Currently viewing the tag: "desire"
Send to Kindle

Brendan needs a nap

In the new study of desire regulation, 205 adults wore devices that recorded a total of 7,827 reports about their daily desires. Desires for sleep and sex were the strongest, while desires for media and work proved the hardest to resist. Even though tobacco and alcohol are thought of as addictive, desires associated with them were the weakest, according to the study. Surprisingly to the researchers, sleep and leisure were the most problematic desires, suggesting “pervasive tension between natural inclinations to rest and relax and the multitude of work and other obligations,” says Hofmann, the lead author of the study forthcoming in Psychological Science.

Moreover, the study supported past research that the more frequently and recently people have resisted a desire, the less successful they will be at resisting any subsequent desire. Therefore as a day wears on, willpower becomes lower and self-control efforts are more likely to fail, says Hofmann, who co-authored the paper with Roy Baumeister of Florida State University and Kathleen Vohs of the University of Minnesota.
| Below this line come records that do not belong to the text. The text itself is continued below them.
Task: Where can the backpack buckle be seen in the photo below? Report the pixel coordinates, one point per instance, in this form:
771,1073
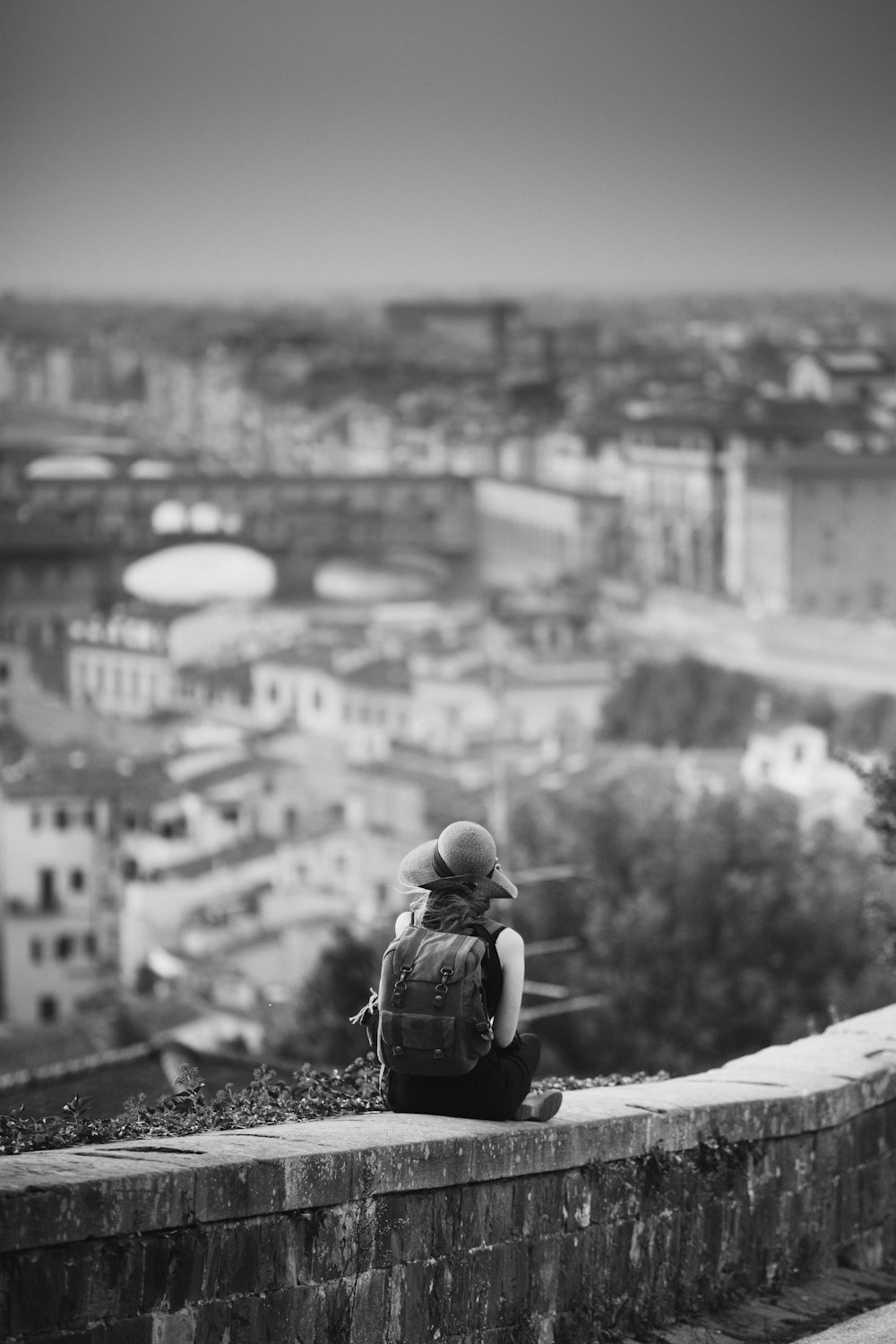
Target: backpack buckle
398,994
441,989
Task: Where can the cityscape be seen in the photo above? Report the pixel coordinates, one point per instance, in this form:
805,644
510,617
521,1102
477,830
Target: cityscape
426,414
280,602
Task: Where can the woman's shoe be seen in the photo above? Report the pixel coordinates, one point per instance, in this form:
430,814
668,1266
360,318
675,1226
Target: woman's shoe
540,1107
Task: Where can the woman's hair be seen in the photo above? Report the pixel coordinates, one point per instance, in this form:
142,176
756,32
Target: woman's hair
450,909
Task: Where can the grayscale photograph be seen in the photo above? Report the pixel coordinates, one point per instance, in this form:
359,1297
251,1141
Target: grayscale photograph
447,671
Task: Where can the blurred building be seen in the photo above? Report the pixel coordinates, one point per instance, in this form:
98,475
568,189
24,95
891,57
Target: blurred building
479,327
672,488
538,534
120,664
59,882
813,532
841,375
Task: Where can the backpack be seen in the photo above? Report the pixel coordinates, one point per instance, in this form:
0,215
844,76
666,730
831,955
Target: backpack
432,1003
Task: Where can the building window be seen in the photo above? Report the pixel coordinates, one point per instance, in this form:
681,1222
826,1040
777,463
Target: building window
47,889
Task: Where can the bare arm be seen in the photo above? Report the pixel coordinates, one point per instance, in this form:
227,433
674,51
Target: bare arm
511,951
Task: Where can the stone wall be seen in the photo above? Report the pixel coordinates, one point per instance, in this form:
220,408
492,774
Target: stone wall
633,1206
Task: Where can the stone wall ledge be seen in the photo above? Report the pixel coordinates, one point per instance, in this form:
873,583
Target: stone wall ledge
113,1190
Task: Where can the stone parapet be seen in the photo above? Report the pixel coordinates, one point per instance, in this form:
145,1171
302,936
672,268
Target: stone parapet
633,1206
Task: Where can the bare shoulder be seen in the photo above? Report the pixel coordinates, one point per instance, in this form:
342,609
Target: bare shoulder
403,921
509,945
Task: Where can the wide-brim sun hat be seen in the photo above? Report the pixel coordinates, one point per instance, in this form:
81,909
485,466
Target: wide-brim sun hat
465,851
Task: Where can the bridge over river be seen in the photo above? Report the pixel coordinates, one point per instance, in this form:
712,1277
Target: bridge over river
66,542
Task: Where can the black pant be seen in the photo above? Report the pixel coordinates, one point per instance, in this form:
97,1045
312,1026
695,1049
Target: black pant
492,1090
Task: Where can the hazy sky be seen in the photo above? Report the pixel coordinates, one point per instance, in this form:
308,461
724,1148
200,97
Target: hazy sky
304,145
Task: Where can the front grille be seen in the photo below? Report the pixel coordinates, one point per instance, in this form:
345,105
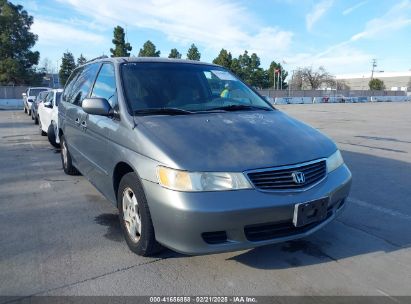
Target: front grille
215,237
268,231
281,178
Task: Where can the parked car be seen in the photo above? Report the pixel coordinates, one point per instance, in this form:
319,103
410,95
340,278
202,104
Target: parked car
48,117
40,98
193,171
30,95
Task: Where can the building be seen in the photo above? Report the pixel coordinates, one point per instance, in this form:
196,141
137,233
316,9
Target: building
395,81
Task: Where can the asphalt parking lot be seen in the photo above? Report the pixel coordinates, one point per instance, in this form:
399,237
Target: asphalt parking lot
59,236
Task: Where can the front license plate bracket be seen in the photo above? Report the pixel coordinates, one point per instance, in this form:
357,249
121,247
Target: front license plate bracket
310,212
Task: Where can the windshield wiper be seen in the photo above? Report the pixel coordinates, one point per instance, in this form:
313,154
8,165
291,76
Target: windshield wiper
162,111
239,108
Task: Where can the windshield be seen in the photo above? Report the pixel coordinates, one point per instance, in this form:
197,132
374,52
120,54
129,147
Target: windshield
189,87
35,92
42,95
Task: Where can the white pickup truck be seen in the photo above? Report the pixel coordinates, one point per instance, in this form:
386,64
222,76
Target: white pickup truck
30,95
48,117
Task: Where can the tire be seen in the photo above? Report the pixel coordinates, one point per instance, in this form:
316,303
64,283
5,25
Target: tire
66,161
133,209
51,135
42,133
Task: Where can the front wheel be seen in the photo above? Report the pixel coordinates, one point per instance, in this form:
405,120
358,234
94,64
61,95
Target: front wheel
68,167
42,133
135,217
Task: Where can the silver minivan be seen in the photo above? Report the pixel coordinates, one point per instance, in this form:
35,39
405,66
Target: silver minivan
194,159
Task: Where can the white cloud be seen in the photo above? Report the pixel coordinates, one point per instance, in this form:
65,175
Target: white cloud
396,18
317,12
56,34
211,24
342,59
353,8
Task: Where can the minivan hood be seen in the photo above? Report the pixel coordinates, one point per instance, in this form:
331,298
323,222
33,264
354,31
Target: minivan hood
232,141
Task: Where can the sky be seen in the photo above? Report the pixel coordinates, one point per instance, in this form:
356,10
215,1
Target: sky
343,36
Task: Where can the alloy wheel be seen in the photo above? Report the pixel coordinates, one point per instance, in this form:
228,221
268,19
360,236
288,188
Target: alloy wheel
131,214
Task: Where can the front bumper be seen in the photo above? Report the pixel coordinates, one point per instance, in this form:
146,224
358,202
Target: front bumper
29,104
180,219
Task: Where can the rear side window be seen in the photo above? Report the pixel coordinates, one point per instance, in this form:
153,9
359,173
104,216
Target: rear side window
82,84
50,97
105,85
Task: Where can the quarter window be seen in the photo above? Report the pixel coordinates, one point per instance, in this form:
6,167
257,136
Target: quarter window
68,90
105,85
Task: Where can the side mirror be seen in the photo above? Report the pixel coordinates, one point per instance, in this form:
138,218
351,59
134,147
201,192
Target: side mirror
97,106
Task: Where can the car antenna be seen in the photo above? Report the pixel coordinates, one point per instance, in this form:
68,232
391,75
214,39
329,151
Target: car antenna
100,57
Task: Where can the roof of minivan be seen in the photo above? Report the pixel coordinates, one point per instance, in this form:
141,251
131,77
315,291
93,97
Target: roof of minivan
149,59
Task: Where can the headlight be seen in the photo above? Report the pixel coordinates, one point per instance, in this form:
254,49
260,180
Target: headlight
201,181
334,161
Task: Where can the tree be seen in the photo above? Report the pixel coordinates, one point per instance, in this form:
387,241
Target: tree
296,82
376,84
46,66
193,53
17,61
81,60
224,59
149,50
277,70
174,54
121,48
314,79
67,66
248,69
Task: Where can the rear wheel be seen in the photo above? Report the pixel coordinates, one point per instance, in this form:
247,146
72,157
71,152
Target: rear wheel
66,159
51,135
135,217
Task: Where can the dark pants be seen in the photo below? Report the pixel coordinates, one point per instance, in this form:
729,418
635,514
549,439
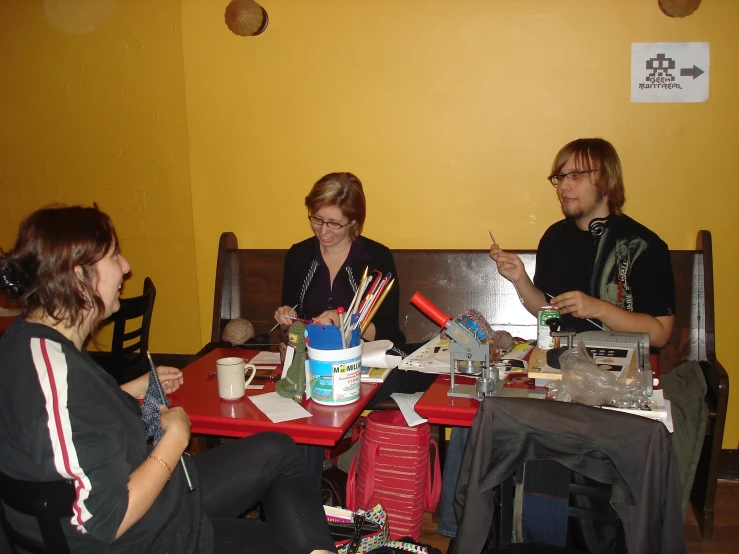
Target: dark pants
266,468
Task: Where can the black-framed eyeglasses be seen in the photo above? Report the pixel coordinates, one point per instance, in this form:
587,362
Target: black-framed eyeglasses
318,222
572,176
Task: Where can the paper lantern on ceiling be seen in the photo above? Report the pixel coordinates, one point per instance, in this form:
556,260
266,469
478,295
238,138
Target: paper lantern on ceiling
246,18
678,8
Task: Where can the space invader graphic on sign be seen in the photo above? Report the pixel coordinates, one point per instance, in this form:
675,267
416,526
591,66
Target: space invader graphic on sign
660,66
669,72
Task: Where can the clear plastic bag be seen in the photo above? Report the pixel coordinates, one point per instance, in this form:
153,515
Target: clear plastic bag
584,382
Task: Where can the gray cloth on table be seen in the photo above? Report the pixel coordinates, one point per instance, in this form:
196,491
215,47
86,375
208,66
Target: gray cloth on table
685,388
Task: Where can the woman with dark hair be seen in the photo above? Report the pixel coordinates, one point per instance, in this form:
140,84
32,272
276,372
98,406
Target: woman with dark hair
64,417
324,271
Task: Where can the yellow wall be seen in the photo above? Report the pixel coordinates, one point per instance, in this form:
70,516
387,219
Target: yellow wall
92,106
450,112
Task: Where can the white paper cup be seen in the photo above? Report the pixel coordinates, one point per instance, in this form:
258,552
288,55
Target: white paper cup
232,380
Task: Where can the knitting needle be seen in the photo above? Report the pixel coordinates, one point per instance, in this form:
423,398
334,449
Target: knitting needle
549,296
298,319
340,311
278,323
520,298
376,306
164,401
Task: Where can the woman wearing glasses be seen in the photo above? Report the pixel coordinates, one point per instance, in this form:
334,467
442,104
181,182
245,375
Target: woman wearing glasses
63,416
324,271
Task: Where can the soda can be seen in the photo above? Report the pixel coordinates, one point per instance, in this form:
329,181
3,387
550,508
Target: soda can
544,339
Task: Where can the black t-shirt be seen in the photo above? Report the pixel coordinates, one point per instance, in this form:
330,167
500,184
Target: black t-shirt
628,265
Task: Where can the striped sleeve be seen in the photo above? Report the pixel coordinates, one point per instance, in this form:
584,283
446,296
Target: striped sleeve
51,368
Scientists who study the complex interplay between desires and self control say that passing up on temptation is made ever more difficult by the idea that there is no single or clear feeling that alerts us to when our willpower is low. “But we find that when willpower is low, everything is felt more intensely,” says Baumeister, author of Willpower: Rediscovering the Greatest Human Strength. “Low willpower seems to turn up the volume on life.” -Science Daily

Writing Prompt: Write your character’s internal monologue about resisting temptation.

Journaling Prompt: What strategies work for you in resisting temptation?